Then I saw the terror in her eyes and realized the prey beneath me had never been prey at all.

It had been Emberline.

I yanked the glass toward me, amber liquid spreading like blood across the wood.

A human at the next table barked a laugh and shoved his friend hard enough, he fell off his chair. Two more sparred at the end of the bar, and a table of males sat smoking, trying to outdo one another with lies about their prowess in bed. What I wouldn’t give right now to be in their shoes.

Instead of feeling like a weapon that had malfunctioned and should be destroyed.

I hadn’t just almost killed her.

I had wanted to.

Not me. Not Niccolò Draconi, the best fighter in the Draconi Brotherhood, esteemed Vendetarri, and best mate of Gabriel Dominico, our future Don.

But the dangerous beast that prowled under my skin.

The one I’d been cursed with since birth, contained through years of training and discipline, the one that hungered for more than blood, only going silent after a kill.

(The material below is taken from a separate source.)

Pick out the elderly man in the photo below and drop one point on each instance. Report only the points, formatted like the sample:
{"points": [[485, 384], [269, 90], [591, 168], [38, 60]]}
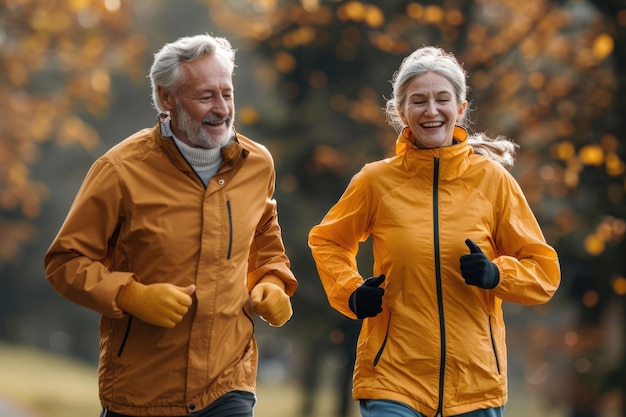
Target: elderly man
{"points": [[174, 239]]}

And now, facing that darkest part of myself, facing what I’d nearly done, I also had to face the truth.

I’d been assigned to keep her safe.

Duty was how this started. Protect Emberline. Don’t let anyone hurt her.

I’d sworn an oath to Dante, and in the beginning, I’d meant every word. And now, now I couldn’t swallow around my horror. I hadn’t just failed Emberline today. I’d become the monster she needed protecting from.

I needed to go see Emilia. I needed her to perform another one of her spells, lock me up tight, because what happened in the Fossa had broken me wide open and now… now all my darkness was about to leak out, and not just metaphorically.

In ways that turned me into a time bomb.

I tipped my glass back and drank until the burn reached all the way down to my stomach.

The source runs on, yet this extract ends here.